## SDXL Fine Tuning

This is tested on SageMaker notebook instance using `conda_pytorch_p310` kernel
### Setup

Install the required libraries   

In [None]:
%%sh

export PIP_ROOT_USER_ACTION=ignore

pip install -Uq pip
pip install autotrain-advanced==0.6.58
pip install diffusers==0.21.4
pip install autocrop

### > Check version

Ensure that GPU devices are available on the system and retrieve information about them

In [1]:
import torch

print(torch.__version__) # e.g., 2.0.0 at time of post

print(torch.cuda.get_device_name(0)) # e.g., NVIDIA A10G

device_count = torch.cuda.device_count()
assert device_count > 0, "No GPU devices detected."

print("Number of available GPU devices:", device_count)

device = torch.device("cuda")

2.1.0
NVIDIA A10G
Number of available GPU devices: 1


### > Prepare the images. The picture needs to be 1024 x 1024

Resize and center-crop each image to a square size of 1024 pixels, and save the processed images in the "cropped" directory. 
If a face cannot be detected in an image, the script skips that image and moves to the next one.

In [None]:
from tqdm.notebook import tqdm
import os
from pathlib import Path
from itertools import chain
import utils
import shutil

imag_dir=Path("data") #source directory to place your image
dest_dir = Path("cropped") # destination directory after image processing
if dest_dir.exists():
    shutil.rmtree(dest_dir)
dest_dir.mkdir(parents=True, exist_ok=True)

for n,img_path in enumerate(chain(imag_dir.glob("*.[jJ][pP]*[Gg]"),imag_dir.glob("*.[Pp][Nn][Gg]"))):
    try:
        cropped = utils.resize_and_center_crop(img_path.as_posix(), 1024)
        cropped.save(dest_dir / f"image_{n}.png")
    except ValueError:
        print(f"Could not detect face in {img_path}. Skipping.")
        continue

print("Here are the preprocessed images ==========")
[x.as_posix() for x in dest_dir.iterdir() if x.is_file()]

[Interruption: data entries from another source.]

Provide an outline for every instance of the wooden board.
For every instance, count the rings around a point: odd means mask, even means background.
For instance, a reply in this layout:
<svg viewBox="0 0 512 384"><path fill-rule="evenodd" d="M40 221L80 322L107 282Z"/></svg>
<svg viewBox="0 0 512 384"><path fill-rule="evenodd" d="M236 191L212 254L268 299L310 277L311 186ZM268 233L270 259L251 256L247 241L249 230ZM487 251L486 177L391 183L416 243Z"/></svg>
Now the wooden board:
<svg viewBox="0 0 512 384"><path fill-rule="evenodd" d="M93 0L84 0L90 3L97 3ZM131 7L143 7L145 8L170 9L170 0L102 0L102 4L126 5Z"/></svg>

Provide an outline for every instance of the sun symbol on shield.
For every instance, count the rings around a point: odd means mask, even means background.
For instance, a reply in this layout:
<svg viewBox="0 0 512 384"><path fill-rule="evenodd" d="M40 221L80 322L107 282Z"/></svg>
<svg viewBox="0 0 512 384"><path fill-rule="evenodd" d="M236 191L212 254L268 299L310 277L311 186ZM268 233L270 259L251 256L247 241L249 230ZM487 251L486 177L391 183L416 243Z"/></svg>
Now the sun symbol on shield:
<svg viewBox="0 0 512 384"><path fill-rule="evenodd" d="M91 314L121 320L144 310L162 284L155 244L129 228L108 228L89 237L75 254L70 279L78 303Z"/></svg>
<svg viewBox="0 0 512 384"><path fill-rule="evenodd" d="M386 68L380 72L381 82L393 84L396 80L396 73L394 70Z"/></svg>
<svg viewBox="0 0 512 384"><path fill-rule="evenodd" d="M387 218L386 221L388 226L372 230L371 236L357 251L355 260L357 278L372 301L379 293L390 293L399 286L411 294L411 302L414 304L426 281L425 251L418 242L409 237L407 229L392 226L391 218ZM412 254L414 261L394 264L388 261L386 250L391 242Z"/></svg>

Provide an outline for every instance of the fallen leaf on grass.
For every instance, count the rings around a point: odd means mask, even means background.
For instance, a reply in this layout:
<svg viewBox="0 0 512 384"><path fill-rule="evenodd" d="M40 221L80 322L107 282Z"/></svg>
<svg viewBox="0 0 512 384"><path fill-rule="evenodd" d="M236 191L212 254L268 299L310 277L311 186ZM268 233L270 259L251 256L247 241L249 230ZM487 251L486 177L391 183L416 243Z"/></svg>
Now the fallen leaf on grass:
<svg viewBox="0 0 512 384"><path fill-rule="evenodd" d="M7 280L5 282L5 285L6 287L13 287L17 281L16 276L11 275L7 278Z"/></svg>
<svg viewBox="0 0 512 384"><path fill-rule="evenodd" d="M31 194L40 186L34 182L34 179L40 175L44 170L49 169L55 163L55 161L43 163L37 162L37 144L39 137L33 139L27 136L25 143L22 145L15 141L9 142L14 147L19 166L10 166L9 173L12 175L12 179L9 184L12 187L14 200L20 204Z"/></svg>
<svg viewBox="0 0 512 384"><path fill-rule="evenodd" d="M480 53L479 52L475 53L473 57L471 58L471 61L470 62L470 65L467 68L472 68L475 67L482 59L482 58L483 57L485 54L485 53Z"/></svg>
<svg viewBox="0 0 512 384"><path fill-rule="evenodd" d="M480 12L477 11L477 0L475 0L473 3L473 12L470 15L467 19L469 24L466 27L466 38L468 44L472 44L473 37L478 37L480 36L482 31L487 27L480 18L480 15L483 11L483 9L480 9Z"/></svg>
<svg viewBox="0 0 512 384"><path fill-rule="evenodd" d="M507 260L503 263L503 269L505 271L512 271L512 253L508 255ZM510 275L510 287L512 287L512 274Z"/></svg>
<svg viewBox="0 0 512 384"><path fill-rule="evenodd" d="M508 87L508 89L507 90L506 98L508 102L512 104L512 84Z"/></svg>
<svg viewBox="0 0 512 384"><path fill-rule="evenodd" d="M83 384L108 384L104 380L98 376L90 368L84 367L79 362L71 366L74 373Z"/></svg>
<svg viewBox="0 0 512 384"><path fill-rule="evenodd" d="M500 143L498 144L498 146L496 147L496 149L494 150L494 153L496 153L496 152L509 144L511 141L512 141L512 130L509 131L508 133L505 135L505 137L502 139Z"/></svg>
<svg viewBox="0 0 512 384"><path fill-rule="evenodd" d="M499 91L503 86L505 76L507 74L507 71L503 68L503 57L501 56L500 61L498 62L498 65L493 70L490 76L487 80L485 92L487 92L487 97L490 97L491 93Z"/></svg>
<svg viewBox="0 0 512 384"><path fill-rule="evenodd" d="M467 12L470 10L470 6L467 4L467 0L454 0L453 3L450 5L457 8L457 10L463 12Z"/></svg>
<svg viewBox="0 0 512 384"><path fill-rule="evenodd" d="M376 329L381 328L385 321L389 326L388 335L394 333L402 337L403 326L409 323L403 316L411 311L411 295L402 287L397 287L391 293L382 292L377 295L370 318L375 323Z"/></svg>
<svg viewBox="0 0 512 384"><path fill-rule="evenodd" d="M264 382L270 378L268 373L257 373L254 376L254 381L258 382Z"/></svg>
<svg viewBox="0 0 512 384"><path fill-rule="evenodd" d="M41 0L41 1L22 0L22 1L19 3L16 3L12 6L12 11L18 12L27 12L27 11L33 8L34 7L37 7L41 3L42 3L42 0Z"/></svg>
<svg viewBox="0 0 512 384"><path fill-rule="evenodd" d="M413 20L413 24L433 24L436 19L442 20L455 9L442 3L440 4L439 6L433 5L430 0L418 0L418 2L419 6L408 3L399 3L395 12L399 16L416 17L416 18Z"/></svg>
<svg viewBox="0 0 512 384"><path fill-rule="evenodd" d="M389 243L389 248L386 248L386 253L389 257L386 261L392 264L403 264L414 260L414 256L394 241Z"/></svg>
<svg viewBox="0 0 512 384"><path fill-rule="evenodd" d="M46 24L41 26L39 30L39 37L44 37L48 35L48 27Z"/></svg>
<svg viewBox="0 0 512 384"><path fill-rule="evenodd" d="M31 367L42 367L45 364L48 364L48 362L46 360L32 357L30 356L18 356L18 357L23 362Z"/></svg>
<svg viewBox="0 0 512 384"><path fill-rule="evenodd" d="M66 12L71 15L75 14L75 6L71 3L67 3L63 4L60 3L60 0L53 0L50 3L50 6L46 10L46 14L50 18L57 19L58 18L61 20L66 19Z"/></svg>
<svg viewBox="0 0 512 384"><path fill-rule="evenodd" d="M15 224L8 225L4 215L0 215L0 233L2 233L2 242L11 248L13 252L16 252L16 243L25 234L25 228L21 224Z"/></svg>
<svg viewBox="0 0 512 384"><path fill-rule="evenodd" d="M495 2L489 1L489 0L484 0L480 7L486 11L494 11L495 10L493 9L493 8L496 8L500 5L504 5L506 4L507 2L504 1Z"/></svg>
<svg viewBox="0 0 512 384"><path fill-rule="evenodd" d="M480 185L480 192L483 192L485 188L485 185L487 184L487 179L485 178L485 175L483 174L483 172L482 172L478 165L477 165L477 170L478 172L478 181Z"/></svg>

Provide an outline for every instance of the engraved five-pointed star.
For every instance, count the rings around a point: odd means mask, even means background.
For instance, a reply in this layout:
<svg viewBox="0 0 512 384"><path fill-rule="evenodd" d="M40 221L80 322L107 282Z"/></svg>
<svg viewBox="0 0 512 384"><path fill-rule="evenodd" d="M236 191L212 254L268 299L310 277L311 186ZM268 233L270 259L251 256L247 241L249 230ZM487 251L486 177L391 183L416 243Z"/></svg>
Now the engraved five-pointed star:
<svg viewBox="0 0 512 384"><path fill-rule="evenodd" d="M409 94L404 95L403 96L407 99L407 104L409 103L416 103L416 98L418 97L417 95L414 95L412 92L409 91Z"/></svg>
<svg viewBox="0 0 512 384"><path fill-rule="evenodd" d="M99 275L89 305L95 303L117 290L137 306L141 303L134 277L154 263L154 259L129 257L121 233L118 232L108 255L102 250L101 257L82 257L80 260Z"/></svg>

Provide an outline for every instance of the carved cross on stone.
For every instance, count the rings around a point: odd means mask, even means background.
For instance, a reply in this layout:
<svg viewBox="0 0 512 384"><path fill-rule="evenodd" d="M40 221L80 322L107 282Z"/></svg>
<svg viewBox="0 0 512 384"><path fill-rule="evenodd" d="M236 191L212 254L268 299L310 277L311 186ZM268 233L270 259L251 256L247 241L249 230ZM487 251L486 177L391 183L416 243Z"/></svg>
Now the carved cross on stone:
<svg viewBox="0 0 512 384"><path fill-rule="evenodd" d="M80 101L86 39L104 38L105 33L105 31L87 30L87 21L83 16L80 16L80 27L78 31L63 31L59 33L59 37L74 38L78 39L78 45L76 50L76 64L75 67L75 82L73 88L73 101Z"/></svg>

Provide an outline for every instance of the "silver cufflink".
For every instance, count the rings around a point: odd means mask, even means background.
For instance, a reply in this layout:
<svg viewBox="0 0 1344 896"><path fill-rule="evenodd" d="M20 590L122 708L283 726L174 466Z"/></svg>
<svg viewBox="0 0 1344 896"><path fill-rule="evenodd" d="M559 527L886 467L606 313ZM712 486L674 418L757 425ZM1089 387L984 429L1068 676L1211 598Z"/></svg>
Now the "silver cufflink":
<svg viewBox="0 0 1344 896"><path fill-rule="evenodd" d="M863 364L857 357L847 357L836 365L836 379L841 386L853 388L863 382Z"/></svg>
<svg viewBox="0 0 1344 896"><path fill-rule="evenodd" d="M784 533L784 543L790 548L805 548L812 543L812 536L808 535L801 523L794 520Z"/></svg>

- 8bit adam gobbles the images
- prior-preservation exceeds A10G GPU memory
- xformers gives package error

### > Initialize fine tuning parameters

Set the base model to Stable Diffusion SDXL and initialize fine tuning hyperparameters
instance_prompt is set to <<TOK>> here, but can be set to any unique identifier to personalise the fine-tuned model

In [4]:
!rm -rf `find -type d -name .ipynb_checkpoints`

In [None]:
# project configuration
project_name = "finetune_sttirum"
%store project_name

model_name_base = "stabilityai/stable-diffusion-xl-base-1.0"

# fine-tuning prompts
instance_prompt = "photo of <<TOK>>"
class_prompt = "photo of a person"

# fine-tuning hyperparameters
learning_rate = 1e-4
num_steps = 500
batch_size = 1
gradient_accumulation = 4
resolution = 1024
num_class_image = 50

class_image_path=Path(f"/tmp/priors")

# environment variables for autotrain command
os.environ["PROJECT_NAME"] = project_name
os.environ["MODEL_NAME"] = model_name_base
os.environ["INSTANCE_PROMPT"] = instance_prompt
os.environ["CLASS_PROMPT"] = class_prompt
os.environ["IMAGE_PATH"] = dest_dir.as_posix()
os.environ["LEARNING_RATE"] = str(learning_rate)
os.environ["NUM_STEPS"] = str(num_steps)
os.environ["BATCH_SIZE"] = str(batch_size)
os.environ["GRADIENT_ACCUMULATION"] = str(gradient_accumulation)
os.environ["RESOLUTION"] = str(resolution)
os.environ["CLASS_IMAGE_PATH"] = class_image_path.as_posix()
os.environ["NUM_CLASS_IMAGE"] = str(num_class_image)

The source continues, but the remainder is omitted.